Düştükçe vurulmuş gibi, yer yer
Kızgın kokusundan kelebekler,
Gönlüm ona pervane kesildi.

Ahmet Haşim,
Ahmet Haşim’den önce tabiat demektir. Haşim deyince ufuk, kızıllık, güneş
içinde hülyadan cibermiş kamışlar akla gelir. Medeniyetin kültür bölümü şairi
Yahya Kemal’in yanında ama aynı medeniyetin ayrı bir blokunda yer alır. Bu
bölümün adı da tabiattır. Ancak şairin ismiyle birlik hemen konusunu ansıtması
da kolay bir şey değildir. Şiirinde Haşim kaynadıkça tabiat da kaynar. Doğa
kaynadıkça da Haşim. Bu bütünleşmeyi sağlamak saflık ve duyuş ister. Haşim’in
kol ve bacakları, tabiatın kol ve bacaklarıdır. Haşim tabiatın dili karşısında
kendi dilini de çözmüş ender bir şairdir. Allah vergisi yeteneğini hastalıkları
ve çaresizlikleri daha da sivriltmiştir.
Türk şiirinin bitmek üzere olan enerji kaynaklarına, yeni bir ocak
açarak karşılık verir. Yeni duygu, tabiat, insan, müzik bir de resul dili akustiği
ocağıdır bu. Bu haliyle Haşim, şiirde devrim yapmıştır. Tabiata bakış açısı
değişir şiirin, Haşim’le. Çünkü her şair,
böylesi bir devrimi yapacak kadar temiz ve çalışkan kalmayı başaramaz.

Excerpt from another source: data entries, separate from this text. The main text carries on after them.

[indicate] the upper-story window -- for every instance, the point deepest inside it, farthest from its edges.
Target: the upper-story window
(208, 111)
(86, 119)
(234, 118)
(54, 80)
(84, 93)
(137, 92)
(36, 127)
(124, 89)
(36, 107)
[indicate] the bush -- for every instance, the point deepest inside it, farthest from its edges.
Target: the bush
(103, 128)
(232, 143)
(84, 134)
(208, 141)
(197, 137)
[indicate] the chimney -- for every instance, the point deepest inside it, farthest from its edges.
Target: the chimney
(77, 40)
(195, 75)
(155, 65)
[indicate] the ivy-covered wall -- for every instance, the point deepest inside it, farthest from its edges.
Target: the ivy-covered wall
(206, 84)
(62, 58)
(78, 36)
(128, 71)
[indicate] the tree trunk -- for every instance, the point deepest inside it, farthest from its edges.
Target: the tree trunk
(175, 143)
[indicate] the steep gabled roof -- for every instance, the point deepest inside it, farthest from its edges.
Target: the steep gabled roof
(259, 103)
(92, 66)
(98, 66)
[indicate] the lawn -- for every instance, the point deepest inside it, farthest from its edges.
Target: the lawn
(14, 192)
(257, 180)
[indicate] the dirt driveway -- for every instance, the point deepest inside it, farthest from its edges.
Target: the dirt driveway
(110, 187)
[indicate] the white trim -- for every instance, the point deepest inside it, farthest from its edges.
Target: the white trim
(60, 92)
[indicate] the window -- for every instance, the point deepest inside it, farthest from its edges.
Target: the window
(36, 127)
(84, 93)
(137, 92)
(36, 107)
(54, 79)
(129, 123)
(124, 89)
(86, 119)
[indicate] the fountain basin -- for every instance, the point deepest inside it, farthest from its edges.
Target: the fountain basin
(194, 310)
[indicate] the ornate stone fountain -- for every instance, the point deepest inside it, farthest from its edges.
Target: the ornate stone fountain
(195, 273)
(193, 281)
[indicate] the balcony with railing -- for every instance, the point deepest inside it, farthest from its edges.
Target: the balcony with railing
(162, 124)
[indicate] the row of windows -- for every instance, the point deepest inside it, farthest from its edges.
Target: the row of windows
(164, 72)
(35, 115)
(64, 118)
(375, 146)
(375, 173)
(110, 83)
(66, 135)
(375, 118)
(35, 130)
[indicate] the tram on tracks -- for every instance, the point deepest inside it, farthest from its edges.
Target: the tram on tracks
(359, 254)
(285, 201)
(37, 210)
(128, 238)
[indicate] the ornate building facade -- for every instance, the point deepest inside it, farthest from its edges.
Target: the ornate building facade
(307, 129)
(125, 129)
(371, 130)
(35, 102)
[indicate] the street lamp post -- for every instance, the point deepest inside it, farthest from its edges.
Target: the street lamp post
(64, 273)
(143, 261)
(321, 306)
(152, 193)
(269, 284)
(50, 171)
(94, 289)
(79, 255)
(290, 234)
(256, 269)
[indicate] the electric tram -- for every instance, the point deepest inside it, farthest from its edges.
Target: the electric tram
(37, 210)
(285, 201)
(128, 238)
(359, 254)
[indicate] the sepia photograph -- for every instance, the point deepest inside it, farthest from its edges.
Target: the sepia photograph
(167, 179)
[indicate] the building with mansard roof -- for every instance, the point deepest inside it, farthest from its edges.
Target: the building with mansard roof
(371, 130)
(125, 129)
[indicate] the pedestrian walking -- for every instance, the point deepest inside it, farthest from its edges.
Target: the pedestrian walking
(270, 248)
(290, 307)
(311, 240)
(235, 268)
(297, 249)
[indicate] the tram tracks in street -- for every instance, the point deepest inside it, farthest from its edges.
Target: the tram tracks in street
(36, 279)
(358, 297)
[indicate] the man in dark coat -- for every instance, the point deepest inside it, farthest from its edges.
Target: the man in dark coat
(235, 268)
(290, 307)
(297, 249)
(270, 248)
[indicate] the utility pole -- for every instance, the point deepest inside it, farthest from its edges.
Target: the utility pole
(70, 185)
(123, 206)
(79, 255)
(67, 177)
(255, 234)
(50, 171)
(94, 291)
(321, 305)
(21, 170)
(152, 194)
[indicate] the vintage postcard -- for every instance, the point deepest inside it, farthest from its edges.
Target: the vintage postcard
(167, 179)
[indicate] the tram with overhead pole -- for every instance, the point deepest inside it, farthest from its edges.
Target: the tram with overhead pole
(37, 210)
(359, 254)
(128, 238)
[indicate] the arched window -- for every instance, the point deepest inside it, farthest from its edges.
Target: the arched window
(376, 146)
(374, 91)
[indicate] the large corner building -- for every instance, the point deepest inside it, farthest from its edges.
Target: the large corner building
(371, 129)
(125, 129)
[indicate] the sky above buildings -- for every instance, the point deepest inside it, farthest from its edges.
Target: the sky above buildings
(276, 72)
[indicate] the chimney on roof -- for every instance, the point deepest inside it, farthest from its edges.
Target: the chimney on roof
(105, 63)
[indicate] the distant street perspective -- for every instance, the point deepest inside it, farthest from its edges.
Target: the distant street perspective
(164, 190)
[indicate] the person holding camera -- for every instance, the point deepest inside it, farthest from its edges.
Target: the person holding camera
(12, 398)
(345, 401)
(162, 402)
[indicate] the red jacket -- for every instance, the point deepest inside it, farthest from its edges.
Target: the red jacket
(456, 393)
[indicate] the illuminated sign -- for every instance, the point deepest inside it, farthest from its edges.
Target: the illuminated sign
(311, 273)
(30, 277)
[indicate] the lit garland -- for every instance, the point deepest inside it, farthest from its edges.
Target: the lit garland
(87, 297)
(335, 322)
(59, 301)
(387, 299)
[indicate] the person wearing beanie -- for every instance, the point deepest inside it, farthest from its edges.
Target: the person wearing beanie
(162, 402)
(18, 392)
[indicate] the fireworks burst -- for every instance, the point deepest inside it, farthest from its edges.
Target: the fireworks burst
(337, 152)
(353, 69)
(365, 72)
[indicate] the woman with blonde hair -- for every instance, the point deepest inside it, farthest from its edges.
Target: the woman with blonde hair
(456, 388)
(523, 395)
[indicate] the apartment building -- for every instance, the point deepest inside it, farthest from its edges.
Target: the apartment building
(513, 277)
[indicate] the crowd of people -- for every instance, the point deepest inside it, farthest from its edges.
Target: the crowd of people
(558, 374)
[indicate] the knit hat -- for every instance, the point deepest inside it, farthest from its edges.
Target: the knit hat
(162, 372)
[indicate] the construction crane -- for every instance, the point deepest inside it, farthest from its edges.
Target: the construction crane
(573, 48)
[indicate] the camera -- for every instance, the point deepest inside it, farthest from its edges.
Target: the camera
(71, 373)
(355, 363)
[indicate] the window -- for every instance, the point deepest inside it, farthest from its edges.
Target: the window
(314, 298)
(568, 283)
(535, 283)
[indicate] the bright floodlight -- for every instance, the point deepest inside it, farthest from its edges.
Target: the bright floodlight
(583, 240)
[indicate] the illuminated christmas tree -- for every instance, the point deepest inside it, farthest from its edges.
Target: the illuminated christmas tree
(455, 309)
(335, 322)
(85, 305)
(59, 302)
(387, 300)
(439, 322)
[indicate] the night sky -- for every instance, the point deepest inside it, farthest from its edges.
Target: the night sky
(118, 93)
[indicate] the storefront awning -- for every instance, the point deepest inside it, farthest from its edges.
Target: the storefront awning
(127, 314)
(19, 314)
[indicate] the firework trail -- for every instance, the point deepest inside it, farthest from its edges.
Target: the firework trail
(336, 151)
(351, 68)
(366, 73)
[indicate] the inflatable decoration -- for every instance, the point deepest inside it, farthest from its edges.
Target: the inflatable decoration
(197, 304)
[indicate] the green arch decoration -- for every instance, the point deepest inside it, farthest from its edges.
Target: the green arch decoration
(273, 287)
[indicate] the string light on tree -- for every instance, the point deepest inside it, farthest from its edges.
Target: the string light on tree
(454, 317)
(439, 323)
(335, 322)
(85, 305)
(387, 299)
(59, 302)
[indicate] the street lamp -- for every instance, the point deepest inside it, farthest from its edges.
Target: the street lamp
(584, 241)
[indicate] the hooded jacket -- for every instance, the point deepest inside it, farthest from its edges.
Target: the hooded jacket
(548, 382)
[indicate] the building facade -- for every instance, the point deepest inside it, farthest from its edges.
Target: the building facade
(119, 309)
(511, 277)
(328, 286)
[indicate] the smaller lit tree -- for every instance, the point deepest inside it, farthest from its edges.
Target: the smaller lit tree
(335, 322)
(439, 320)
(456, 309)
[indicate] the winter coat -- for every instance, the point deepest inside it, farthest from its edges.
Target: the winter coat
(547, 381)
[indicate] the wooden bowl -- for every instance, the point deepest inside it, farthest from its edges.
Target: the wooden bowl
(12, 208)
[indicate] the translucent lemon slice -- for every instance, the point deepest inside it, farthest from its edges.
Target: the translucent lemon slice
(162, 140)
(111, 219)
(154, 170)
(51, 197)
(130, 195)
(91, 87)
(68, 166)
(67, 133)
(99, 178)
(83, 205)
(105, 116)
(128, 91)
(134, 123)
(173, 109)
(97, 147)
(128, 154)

Haşim’in iyi şiirlerinde cam gibi net bir Türkçe vardır. Bu, şiirde şahit
olduklarımızın gerçekliğinin ifadesidir.
Sadece doğaya kilitlenmek insana bu dili sunamaz. Tabiat ve insanda karşılıklı şavkıyan devasa
manayı, ip gibi incecik mısralarına bindirebilmeyi başarabilmiştir, Haşim.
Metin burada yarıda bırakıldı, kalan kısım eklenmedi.